Ebbene, è proprio “per loro” che Gesù dice queste parabole.
Sappiamo che i farisei e gli scribi erano la “crema” spirituale del popolo. Attraverso preghiere, sacrifici, offerte e una vita irreprensibile, seguendo cioè tutte le norme religiose, anche le più piccole, si ritenevano automaticamente santi e migliori degli altri, che consideravano “gentaglia”, peccatori: tutta gente, questi peccatori, che essi non solo non li avrebbero mai fatti entrare in chiesa, non solo non li avrebbero mai assolti, ma li avrebbero volentieri distrutti, fatti sparire dalla faccia della terra: ovviamente in nome di Dio!
D’altronde si rifacevano alle Scritture, alla loro religione, che in proposito erano abbastanza chiare: i peccatori vanno eliminati, sterminati, depennati (Cfr. Is 13,9; Sal 139,9).

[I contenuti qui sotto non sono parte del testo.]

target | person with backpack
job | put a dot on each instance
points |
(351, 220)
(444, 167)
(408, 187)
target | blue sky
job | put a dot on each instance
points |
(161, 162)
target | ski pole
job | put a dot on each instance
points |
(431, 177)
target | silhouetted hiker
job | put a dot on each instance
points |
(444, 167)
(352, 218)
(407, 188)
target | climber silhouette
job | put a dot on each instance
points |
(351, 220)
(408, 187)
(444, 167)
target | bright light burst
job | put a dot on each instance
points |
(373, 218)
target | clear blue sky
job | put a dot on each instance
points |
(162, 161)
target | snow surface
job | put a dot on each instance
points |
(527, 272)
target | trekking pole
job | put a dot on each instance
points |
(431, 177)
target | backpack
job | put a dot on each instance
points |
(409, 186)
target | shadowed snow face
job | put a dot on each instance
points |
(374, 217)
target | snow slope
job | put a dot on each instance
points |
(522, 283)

Proprio per certi estremismi umani la religione spesso rischia di essere pericolosa: perché mentre Dio è disceso sulla terra per incontrare gli uomini, facendoci capire che possiamo incontrarlo sempre proprio qui, tra gli uomini, la religione al contrario per incontrare Dio, sale nell’alto dei cieli, allontanandosi dagli uomini, con il rischio di non incontrarlo mai. Saranno infatti proprio i “religiosi” che condanneranno a morte Gesù. Perché dove non c’è amore per il prossimo, per i fratelli sfortunati, sicuramente non c’è neppure Dio.

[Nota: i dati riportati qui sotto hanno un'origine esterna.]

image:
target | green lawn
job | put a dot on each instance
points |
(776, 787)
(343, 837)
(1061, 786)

Tutta la vita di Gesù ce lo insegna: Egli infatti si intrattiene continuamente proprio con quella gente che, Bibbia alla mano, le autorità religiose avrebbero voluto solo eliminare. E questo per loro era una provocazione troppo grave, insostenibile: soprattutto per la loro mentalità, era impensabile il fatto che Gesù “mangiasse” con loro: nel mondo palestinese, infatti, il cibo era servito in un unico piatto dal quale tutti si servivano, per cui “mangiare insieme” significava condivisione, “comunione di vita”. Per loro, quindi, Gesù è un impuro perché ha condiviso il cibo, lo ha “toccato”, con persone impure (l’impurità si trasmetteva); e Dio non si concede agli impuri; Dio si dà solo ai puri, ai santi. Una mentalità discriminante che è arrivata fino a noi: “Tu sei puro? Sì? Allora puoi andare in chiesa, puoi avvicinarti a Dio, ecc.”. “Tu non sei puro? No? Allora non puoi avvicinarti a Dio. Sei una persona condannata, destinata all’inferno per i tuoi peccati: Dio ti respinge, non sa che farsene di uno come te.
Solo però che il Dio del Vangelo, il Dio di Gesù, è l’esatto contrario. Nel Vangelo è proprio Gesù che va dagli ultimi, dai peccatori, dai disgraziati. Ed è ovvio: Gesù va da chi ne ha più bisogno, non fa distinzioni tra buoni e cattivi, va da tutti, a condizione che siano disponibili ad accoglierlo.
Pertanto, se la “religione” dice: “Dio ce l’hai, se te lo meriti. Se sei bravo, se sei puro, se righi dritto, perché solo così Dio è con te”, il Vangelo dice un’altra cosa, esattamente il contrario: “Non devi essere puro per avere Dio. È il suo amore, la sua accoglienza che ti rende puro. Dio è sempre con te, puro o no che tu sia... accoglilo, lasciati amare, accetta il suo amore”.
È dunque proprio per far capire questa novità, a quei tempi impensabile, che Gesù racconta le tre parabole famose: della pecora perduta, della dramma perduta, del figlio perduto; in esse Egli chiarisce di essere venuto in questa terra per cercare proprio chi si è perduto. Tutti devono sapere, tutti devono capire, che sono amati da Lui. Tutti devono sapere, tutti devono capire, che Dio è un dono assolutamente gratuito di amore, di misericordia.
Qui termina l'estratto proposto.